The key is what are you putting into the model. To put a regressor into the model, you need 1 value per timepoint. By entering 1 value per trial into the PM module, SPM will generate a regressor that has 1 value per timepoint by convolving the stimulus weighted by the PM values with the HRF.

If you had a behavioral regressor with 1 value per timepoint, you could put it in as a regressor and get a contrast value for it. However, I'm not sure how you'd interpret a behavioral covariate at each timepoint that isn't convolved with the HRF as you need something that would align to the BOLD signal (BOLD signal is the neural activity filtered with a hemodynamic response function (not necessarily the canonical HRF).

Hope this helps.

Best Regards, 
Donald McLaren, PhD


On Thu, Aug 20, 2015 at 12:08 PM, Joelle Zimmermann <[log in to unmask]> wrote:
Hi Donald - thanks very much!

So by adding behavioural as a regressor, I'm taking any effects of behaviour (on the signal) away? I'm more interested in how behaviour across the trials actually modulates activation, which is what is done with a parametric modulator, right? 
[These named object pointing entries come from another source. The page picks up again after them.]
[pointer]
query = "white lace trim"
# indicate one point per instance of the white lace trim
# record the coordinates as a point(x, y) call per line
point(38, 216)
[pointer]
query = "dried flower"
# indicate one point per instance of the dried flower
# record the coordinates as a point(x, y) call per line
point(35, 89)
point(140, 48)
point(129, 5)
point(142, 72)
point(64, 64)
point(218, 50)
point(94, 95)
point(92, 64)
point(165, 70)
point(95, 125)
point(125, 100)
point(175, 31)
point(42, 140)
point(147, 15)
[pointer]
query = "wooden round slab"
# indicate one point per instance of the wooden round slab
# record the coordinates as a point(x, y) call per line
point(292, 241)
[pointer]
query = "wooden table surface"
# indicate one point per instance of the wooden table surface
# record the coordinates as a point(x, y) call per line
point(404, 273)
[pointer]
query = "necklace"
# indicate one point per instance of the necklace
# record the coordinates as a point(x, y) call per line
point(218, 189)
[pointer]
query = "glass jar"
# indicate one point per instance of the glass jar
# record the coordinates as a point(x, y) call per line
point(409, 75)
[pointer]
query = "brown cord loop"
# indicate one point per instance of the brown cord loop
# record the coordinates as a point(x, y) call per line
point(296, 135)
I wonder what it means if I do use behaviour as a regressor, and then create a contrast highlighting this regressor, and take that to the group level, where I do a one sample t-test with these .con images... would you be able to give me your thought about that?


On Thu, Aug 20, 2015 at 11:52 AM, MCLAREN, Donald <[log in to unmask]> wrote:
See below.

Best Regards, 
Donald McLaren, PhD


On Thu, Aug 20, 2015 at 9:59 AM, Joelle Zimmermann <[log in to unmask]> wrote:
Hi SPMers,

I have a couple of questions about parametric modulators. I'd appreciate thoughts about any/all of them :-)
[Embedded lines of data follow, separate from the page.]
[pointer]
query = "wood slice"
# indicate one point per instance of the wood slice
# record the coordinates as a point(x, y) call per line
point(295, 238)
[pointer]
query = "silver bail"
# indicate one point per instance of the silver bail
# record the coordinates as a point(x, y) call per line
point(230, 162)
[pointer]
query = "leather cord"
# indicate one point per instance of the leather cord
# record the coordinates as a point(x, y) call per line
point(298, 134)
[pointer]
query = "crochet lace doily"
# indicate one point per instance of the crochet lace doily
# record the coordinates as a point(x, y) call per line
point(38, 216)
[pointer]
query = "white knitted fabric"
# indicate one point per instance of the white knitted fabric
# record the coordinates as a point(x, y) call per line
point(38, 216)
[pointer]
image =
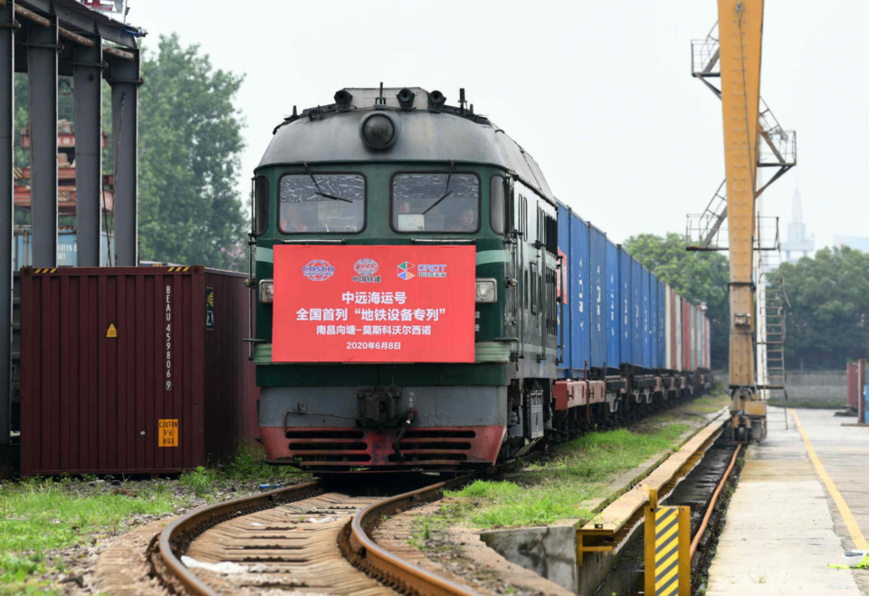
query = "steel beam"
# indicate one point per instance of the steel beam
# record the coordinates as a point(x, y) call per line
point(92, 22)
point(7, 207)
point(123, 76)
point(42, 75)
point(87, 88)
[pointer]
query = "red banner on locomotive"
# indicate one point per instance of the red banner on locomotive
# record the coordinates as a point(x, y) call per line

1) When entering a parametric modulator at the first-level, where I have one condition with 10 onsets, am I expected to have 10 parametric modulator values? (ie one per onset)?  The PM values I want to enter are behavioural performance values, and indeed I have 1 performance value per onset, so logically this would make sense, I am just not sure what the program expects.

PMs are meant to modulate each trial, thus you need to have 1 value per trial.
 

2) Can I use raw behavioural performance scores as covariates? These performance scores are all numbers between 0 and 1. Or is some adjustment to the values advised?

As long as you think the BOLD response changes linear over the range of performance, no adjustment is necessary. The program should remove the mean from the values.
 

3) MOST IMPORTANTLY: What's the difference between adding behavioural performance as a parametric modulator, and adding it as a regressor?

Regressors aren't convolved with the HRF.